The model has a strong autoregressive habit: “after the most recent question, a user response comes next.”

So even when the content is actually a system event, the model tends to fill in a plausible “user response” for itself.

After auto-compaction, the “awaiting approval” state is sometimes dropped from the summary, and the model resumes as if approval had already been granted.

Reported real-world damage

  • Executed an unapproved code change based on a fabricated “fix them both”
  • Nearly merged a PR based on a fabricated “go ahead and merge”
  • Wiped an entire working directory after following a fabricated shutdown command
  • When the user protested “I never said that,” the model presented its own fabricated message as “evidence” and argued back — effectively gaslighting the user

Writing “do not assume approval after compaction” in CLAUDE.md doesn’t reliably help — reports include cases where that same rule was broken in the same session.
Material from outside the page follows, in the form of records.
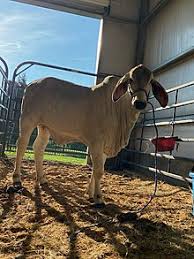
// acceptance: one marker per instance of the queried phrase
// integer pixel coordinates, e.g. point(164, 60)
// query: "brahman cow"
point(101, 117)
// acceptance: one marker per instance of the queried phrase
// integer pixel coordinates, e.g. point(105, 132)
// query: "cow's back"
point(56, 104)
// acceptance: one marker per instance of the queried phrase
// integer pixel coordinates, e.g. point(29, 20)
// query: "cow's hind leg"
point(25, 132)
point(39, 147)
point(98, 160)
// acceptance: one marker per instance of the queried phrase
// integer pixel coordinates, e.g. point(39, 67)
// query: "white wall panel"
point(117, 53)
point(170, 33)
point(152, 4)
point(128, 9)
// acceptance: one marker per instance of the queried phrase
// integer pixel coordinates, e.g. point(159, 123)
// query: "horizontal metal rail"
point(161, 172)
point(169, 157)
point(180, 58)
point(177, 140)
point(55, 151)
point(177, 105)
point(31, 63)
point(176, 88)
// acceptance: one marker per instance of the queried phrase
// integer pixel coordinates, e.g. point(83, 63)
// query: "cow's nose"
point(139, 105)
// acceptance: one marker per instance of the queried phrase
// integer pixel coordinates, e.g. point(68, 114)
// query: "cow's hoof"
point(16, 188)
point(99, 205)
point(10, 189)
point(91, 200)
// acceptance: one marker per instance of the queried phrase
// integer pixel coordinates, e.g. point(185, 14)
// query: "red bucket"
point(164, 143)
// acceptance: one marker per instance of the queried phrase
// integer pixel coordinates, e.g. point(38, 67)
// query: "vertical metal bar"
point(9, 111)
point(173, 125)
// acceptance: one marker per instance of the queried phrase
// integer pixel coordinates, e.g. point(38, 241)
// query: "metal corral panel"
point(170, 33)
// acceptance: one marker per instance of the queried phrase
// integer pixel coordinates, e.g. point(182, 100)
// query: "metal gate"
point(173, 165)
point(4, 101)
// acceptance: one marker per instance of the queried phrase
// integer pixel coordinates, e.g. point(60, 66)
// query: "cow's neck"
point(127, 117)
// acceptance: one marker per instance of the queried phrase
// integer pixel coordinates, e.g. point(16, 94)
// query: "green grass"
point(52, 157)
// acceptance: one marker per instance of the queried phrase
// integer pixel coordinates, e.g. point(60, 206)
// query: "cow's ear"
point(120, 89)
point(159, 93)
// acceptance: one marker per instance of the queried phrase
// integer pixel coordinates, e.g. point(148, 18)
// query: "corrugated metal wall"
point(117, 46)
point(169, 34)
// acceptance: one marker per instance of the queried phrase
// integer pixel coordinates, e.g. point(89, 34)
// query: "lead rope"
point(131, 215)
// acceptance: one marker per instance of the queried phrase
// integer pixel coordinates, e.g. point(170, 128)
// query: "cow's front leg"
point(98, 160)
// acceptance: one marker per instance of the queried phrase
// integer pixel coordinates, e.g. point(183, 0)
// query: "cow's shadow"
point(141, 237)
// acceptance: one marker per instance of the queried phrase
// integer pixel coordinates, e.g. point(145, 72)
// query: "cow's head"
point(138, 82)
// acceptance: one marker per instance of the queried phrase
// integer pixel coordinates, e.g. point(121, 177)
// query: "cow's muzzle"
point(139, 99)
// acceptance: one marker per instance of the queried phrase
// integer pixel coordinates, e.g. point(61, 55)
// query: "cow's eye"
point(130, 81)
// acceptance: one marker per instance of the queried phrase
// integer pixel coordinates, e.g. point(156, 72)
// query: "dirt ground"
point(40, 222)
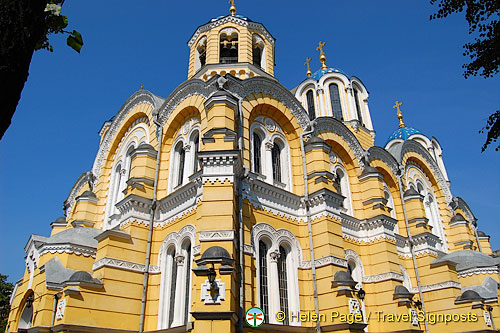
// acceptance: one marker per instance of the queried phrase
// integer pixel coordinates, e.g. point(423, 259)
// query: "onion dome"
point(318, 74)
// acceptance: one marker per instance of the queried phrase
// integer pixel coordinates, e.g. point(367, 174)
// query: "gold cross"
point(397, 105)
point(320, 47)
point(232, 10)
point(308, 60)
point(400, 114)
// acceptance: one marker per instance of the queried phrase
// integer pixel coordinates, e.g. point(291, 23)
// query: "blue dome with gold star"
point(403, 133)
point(319, 73)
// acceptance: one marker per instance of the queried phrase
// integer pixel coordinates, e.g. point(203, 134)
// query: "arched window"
point(181, 158)
point(276, 159)
point(257, 144)
point(335, 101)
point(175, 288)
point(358, 107)
point(172, 264)
point(282, 275)
point(228, 46)
point(196, 145)
point(310, 104)
point(258, 51)
point(264, 297)
point(341, 183)
point(201, 53)
point(279, 255)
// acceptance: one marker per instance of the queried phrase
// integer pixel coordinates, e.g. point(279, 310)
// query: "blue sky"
point(390, 45)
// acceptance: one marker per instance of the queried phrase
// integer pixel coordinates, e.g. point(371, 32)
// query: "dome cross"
point(400, 114)
point(308, 73)
point(322, 56)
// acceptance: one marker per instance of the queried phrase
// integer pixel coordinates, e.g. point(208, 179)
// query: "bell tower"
point(231, 44)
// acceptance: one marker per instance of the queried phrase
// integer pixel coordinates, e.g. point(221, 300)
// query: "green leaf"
point(75, 41)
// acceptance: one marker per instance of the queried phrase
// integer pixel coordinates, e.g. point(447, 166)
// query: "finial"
point(232, 10)
point(400, 114)
point(308, 73)
point(322, 56)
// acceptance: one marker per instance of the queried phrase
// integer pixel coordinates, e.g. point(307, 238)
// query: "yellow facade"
point(236, 176)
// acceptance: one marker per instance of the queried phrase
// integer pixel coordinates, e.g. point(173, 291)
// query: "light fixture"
point(361, 294)
point(29, 301)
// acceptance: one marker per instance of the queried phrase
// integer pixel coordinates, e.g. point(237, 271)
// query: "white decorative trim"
point(124, 264)
point(68, 248)
point(205, 292)
point(437, 286)
point(216, 235)
point(248, 249)
point(478, 270)
point(61, 306)
point(383, 277)
point(325, 261)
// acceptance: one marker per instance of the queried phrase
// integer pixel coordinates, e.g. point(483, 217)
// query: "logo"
point(254, 317)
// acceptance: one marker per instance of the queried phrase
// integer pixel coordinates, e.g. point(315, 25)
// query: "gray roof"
point(467, 259)
point(76, 236)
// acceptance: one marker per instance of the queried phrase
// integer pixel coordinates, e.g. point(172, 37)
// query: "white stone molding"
point(68, 248)
point(230, 19)
point(325, 261)
point(206, 296)
point(61, 306)
point(274, 239)
point(370, 230)
point(277, 201)
point(414, 146)
point(383, 277)
point(332, 125)
point(478, 270)
point(219, 166)
point(139, 97)
point(437, 286)
point(216, 235)
point(124, 265)
point(179, 203)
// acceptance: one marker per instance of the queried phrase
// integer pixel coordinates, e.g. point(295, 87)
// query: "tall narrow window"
point(188, 282)
point(173, 280)
point(276, 159)
point(335, 100)
point(283, 284)
point(257, 143)
point(358, 107)
point(310, 104)
point(228, 46)
point(182, 158)
point(196, 163)
point(264, 293)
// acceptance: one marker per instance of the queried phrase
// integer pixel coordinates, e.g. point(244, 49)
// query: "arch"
point(139, 97)
point(311, 107)
point(175, 257)
point(258, 51)
point(275, 161)
point(284, 256)
point(228, 45)
point(431, 166)
point(200, 53)
point(331, 125)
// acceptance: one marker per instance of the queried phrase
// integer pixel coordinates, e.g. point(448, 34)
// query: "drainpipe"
point(54, 309)
point(159, 135)
point(410, 238)
point(240, 219)
point(309, 227)
point(477, 237)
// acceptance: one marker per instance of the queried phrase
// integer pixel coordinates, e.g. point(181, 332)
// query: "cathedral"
point(238, 205)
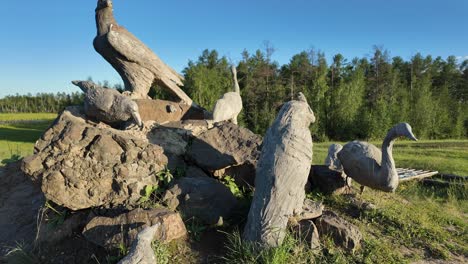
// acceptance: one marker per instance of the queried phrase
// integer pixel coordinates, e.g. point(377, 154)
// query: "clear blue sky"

Prompt-side defenses don’t cleanly fix a structural problem.

Relation to 4.7

As of writing, right after the 4.7 launch, there are no reports showing 4.7 makes this better or worse specifically.

As a combination though, it’s worth watching.

One of 4.7’s headline changes — self-verification — has the model run its own verification step before replying, which looks a lot like standing up an “internal reviewer.”

If that verification step starts impersonating user-level judgment in its inner loop, the Fabricated User Message Pattern could fire inside the self-verify flow. That’s a theoretical scenario.

The more-literal instruction-following cuts the same way. If a system prompt says “confirm when uncertain,” a fabricated user response already in the buffer can get consumed as the “confirmation.”

These are all structural guesses. I don’t have observational confirmation yet. I’d like to collect a week or two of 4.7 logs and watch the issue tracker before calling it.

What you can do on the operator side

  • Gate operations that require permission (file deletion, outbound messages, PR creation) at the tool layer with confirmation dialogs. Prompt-level prohibitions leak structurally
  • Immediately after auto-compaction, add one explicit step to re-verify approval state — don’t let the model resume assuming “already approved”
  • If you hit a behavior that looks like this pattern, grab the session ID via /feedback and attach to #44778. That’s the most useful thing to do right now

Planning to keep Claude Code on xhigh by default for a while and watch whether self-verification ever tangles with the Fabricated User Message pattern.